Every Friday from about 22:00 our server starts using large amounts of cache and then dies about two hours later. Please look at the following Cacti graph.
We tried hunting processes which use large amounts of memory with https://raw.githubusercontent.com/pixelb/ps_mem/master/ps_mem.py but all it shows is the following.
...
438.0 MiB + 1.1 MiB = 439.1 MiB XXXEngine XXX 961f4dbc-3b01-0000-0080-ff115176831d xxx
520.2 MiB + 1.7 MiB = 521.9 MiB XXXEngine XXX f2ac330c-3a01-0000-0080-a2adb5561889 xxx
10.4 GiB + 829.0 KiB = 10.4 GiB java -server -Xms1G -Xmx5G -Djava.net.preferIPv4Stack=true -cp ../lib/hazelcast-3.2.2.jar:../lib/xxx.cache.jar com.hazelcast.examples.StartServer (2)
---------------------------------
28.1 GiB
=================================
This is nothing near to the 100G of cache and we were thinking that Linux may be using that much memory for caching disk I/O so we used atop
to measure it. This is what we get when we run atop -r atop-20140919-230002-062979000.bin -d -D (-c)
.
PID TID RDDSK WRDSK WCANCL DSK CMD 1/405
1 - 907.9G 17.0T 2.8T 97% init
6513 - 175.1G 46.1G 5.9G 1% crond
8842 - 8K 110.3G 128K 1% xxxzmuc0
6296 - 6.5G 25.1G 15.9G 0% sshd
4463 - 4668K 23.2G 0K 0% kjournald
19681 - 1835K 22.5G 22.4G 0% xxxtroker
4469 - 4728K 15.2G 0K 0% kjournald
4475 - 4716K 14.9G 0K 0% kjournald
2401 - 588K 11.4G 0K 0% kjournald
8652 - 7.0G 2.6G 1.3G 0% k6gagent
26093 - 9.5G 0K 0K 0% bpbkar
...
And atop
with option -c
.
PID TID S DSK COMMAND-LINE (horizontal scroll with <- and -> keys) 1/405
1 - S 97% init [3]
6513 - S 1% crond
8842 - S 1% xxzmuc0 -m XXX
6296 - S 0% /usr/sbin/sshd
4463 - S 0% kjournald
19681 - S 0% xxxtroker XXX
4469 - S 0% kjournald
4475 - S 0% kjournald
2401 - S 0% kjournald
8652 - S 0% /opt/IBM/ITM/lx8266/6g/bin/k6gagent
26093 - S 0% bpbkar -r 2678400 -ru root -dt 0 -to 0 -clnt ...
...
So what I can see is that init
has written 17 Terabytes of data onto the disk which seems a lot. However I have no idea how to find out what is causing this. I was of the opinion that Linux is using cache to speed up disk operations but gives it back when processes are needing it and that it is not possible to kill off a server with cache.

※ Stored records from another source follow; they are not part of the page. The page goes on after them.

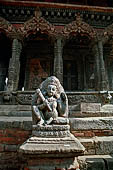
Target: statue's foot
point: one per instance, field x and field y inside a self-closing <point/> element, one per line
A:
<point x="49" y="121"/>
<point x="41" y="122"/>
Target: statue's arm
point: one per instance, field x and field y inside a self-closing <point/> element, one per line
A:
<point x="36" y="101"/>
<point x="63" y="105"/>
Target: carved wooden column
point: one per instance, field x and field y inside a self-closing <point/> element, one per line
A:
<point x="58" y="61"/>
<point x="97" y="67"/>
<point x="14" y="66"/>
<point x="103" y="83"/>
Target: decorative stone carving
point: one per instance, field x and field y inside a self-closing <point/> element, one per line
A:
<point x="36" y="24"/>
<point x="51" y="139"/>
<point x="7" y="27"/>
<point x="78" y="26"/>
<point x="50" y="104"/>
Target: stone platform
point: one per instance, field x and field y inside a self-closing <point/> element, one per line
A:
<point x="48" y="143"/>
<point x="52" y="141"/>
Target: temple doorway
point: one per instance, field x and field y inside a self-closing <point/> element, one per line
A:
<point x="5" y="55"/>
<point x="70" y="75"/>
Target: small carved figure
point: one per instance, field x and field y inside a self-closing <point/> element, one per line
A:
<point x="50" y="103"/>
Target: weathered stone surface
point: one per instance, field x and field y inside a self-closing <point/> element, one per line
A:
<point x="107" y="107"/>
<point x="52" y="146"/>
<point x="52" y="164"/>
<point x="90" y="107"/>
<point x="104" y="145"/>
<point x="24" y="123"/>
<point x="95" y="162"/>
<point x="91" y="123"/>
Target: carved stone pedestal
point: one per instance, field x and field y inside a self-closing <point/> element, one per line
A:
<point x="51" y="147"/>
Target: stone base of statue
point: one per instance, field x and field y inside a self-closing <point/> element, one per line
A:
<point x="50" y="147"/>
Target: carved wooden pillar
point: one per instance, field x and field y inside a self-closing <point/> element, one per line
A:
<point x="97" y="67"/>
<point x="103" y="83"/>
<point x="58" y="61"/>
<point x="14" y="66"/>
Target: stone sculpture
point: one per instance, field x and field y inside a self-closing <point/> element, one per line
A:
<point x="50" y="103"/>
<point x="51" y="138"/>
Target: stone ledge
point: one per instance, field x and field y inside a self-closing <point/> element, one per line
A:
<point x="98" y="145"/>
<point x="103" y="123"/>
<point x="93" y="162"/>
<point x="24" y="123"/>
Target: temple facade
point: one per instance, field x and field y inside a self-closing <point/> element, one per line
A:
<point x="72" y="42"/>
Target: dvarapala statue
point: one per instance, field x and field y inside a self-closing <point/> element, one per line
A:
<point x="50" y="103"/>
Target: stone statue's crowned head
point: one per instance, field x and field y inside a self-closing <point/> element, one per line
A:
<point x="52" y="82"/>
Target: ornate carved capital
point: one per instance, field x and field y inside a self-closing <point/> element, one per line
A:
<point x="7" y="27"/>
<point x="36" y="24"/>
<point x="79" y="26"/>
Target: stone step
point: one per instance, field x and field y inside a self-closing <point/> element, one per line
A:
<point x="96" y="162"/>
<point x="79" y="114"/>
<point x="98" y="145"/>
<point x="16" y="113"/>
<point x="91" y="123"/>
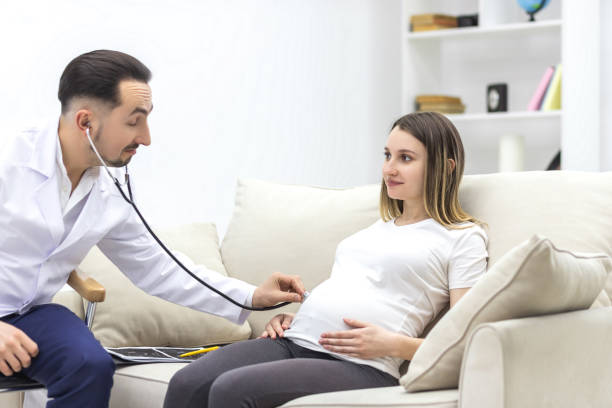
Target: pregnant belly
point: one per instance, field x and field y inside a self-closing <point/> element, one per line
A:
<point x="329" y="303"/>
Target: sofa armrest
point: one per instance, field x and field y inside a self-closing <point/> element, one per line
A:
<point x="560" y="360"/>
<point x="88" y="288"/>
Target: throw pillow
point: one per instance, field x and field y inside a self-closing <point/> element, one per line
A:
<point x="131" y="317"/>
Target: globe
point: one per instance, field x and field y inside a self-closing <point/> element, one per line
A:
<point x="532" y="6"/>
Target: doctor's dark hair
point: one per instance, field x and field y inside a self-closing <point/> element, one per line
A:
<point x="97" y="74"/>
<point x="441" y="196"/>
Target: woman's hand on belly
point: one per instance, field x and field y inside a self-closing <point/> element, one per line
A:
<point x="368" y="341"/>
<point x="365" y="340"/>
<point x="277" y="325"/>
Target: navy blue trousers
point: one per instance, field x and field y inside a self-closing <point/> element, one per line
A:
<point x="71" y="363"/>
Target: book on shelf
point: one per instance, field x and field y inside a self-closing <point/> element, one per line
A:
<point x="439" y="103"/>
<point x="552" y="99"/>
<point x="426" y="22"/>
<point x="538" y="96"/>
<point x="437" y="99"/>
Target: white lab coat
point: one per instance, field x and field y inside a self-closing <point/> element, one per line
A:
<point x="35" y="262"/>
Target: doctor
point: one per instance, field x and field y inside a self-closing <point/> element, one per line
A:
<point x="56" y="204"/>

We are on "Red Hat Enterprise Linux Server release 5.5 (Tikanga)" Linux delirium 2.6.18-194.26.1.el5 #1 SMP Fri Oct 29 14:21:16 EDT 2010 x86_64 x86_64 x86_64 GNU/Linux.
What should we do (next) to find out what's wrong?
Check out the slabtop utility. Also have you made sure, their isn't an I/O intensive cron job scheduled on your system around that time frame (i.e. mlocate/updatedb..)?
I see bpbkar is also active, i would look at that process. It is part of Symantec NetBackup, check to see if you have a backup running at the time of the problems. Disable it and see if the problem occurs again when no backup is scheduled.
If bpbkar is the guilty process, you should enable full logging on it to find out where it is causing this problem. Be sure to have the latest updates installed for it, as they always solve a big list of problems.